Former Aston University student Tony Hayward - the man at the heart of the world's worst marine oil spill in the Gulf of Mexico - is stumping up £200,000 for undergraduate scholarships from low income families.

The former BP chief executive, who graduated from Aston in 1978, says his old alma mater changed his life and helped launch his career - and is now repaying the debt with a generous offer to disadvantaged students.

The 57-year-old executive is donating 100 student scholarships for Aston over a five-year period, and will chair the university's development board for the 50th anniversary celebrations in 2016. Mr Hayward's £200,000 will be matched by other donors, providing a £400,000 fund to help students through their university years.

The ex-BP boss, who has relaunched his career since the Deepwater Horizon disaster in 2010 and is now chief executive of Genel Energy, the largest oil producer in the Kurdistan region of Iraq, told the Post his days at Aston remained ‘very close to my heart'.

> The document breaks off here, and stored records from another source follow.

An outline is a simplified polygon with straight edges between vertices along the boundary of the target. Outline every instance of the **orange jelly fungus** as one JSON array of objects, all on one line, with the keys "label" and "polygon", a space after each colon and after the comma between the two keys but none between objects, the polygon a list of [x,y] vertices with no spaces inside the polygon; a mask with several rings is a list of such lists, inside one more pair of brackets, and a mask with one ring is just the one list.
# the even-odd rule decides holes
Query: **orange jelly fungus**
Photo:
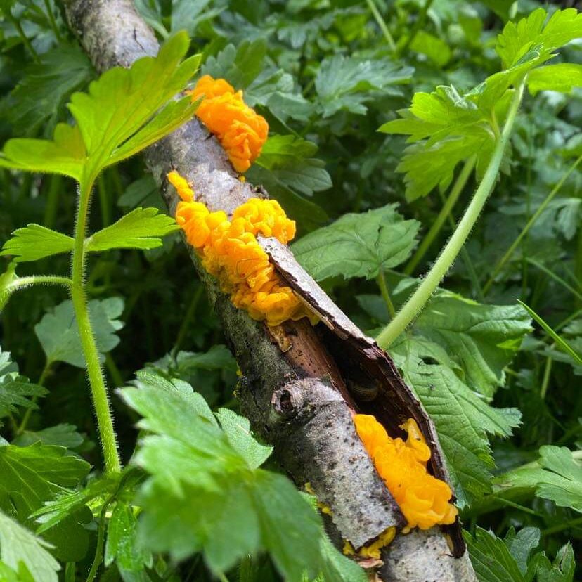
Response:
[{"label": "orange jelly fungus", "polygon": [[246,172],[266,141],[269,124],[242,101],[242,91],[224,79],[200,77],[192,99],[203,98],[196,115],[220,141],[237,172]]},{"label": "orange jelly fungus", "polygon": [[295,221],[287,218],[278,202],[251,198],[228,220],[221,210],[211,212],[194,201],[194,192],[177,172],[168,174],[168,180],[182,199],[176,209],[176,221],[235,306],[269,325],[302,317],[317,321],[284,285],[257,240],[258,235],[272,236],[286,245],[295,235]]},{"label": "orange jelly fungus", "polygon": [[454,523],[458,512],[450,503],[452,491],[427,472],[430,448],[416,422],[409,418],[401,425],[408,435],[406,441],[389,436],[370,415],[357,414],[354,422],[376,470],[408,522],[404,532]]}]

"I want to create a matching fund for student scholarships. This is targeting students from low income families who may otherwise feel that university is not for them. We do attract kids from difficult economic backgrounds, and we have one of the lowest drop-out rates of all UK universities,"he told the Post .

"We also have a high employment rate of graduates – 87 per cent of graduates get jobs which is on a par with Imperial College, Oxford and Cambridge. I come from quite an unprivileged background, I am from a family of seven kids, my parents didn't have many pennies to rub together.

"I was the first person in the family to go to university, it was a golden age of enlightenment. In those days there were 15 per cent of kids going to university, it is more like 50 per cent today.

"Aston was a life-changing experience. It created clarity in my own mind what I wanted to do. I was introduced to geology by a teacher at school and at 16, 17 years of age, I decided I didn't want to work in an office - I am still passionate about geology today.

"This will be over four or five years, I will end up putting in something like £200,000, and that is matched by other donors. It has a particular resonance at Aston and a particular resonance with myself because of my background and what Aston meant to me.

"It is very much close to my heart, I am a passionate believer in education. I had a great time at university, it is great to see the way in which the campus has developed in the past five to ten years. It has become a nice, attractive campus with parks and recreational areas.

"Being able to do something for Aston, which has been great for my own career, is an honour."

In a Q and A interview with the university, Mr Hayward said: "Aston is a great enabler of social mobility, I think you find a lot of kids who went to Aston were from state schools not from private schools.

"It's got a great track record of people becoming very employable on leaving. Aston gave me the opportunity to pursue firstly an academic, then a business career that was very different to what I would have done had I not gone.

"It was transforming in terms of the doors that it opened for me subsequently."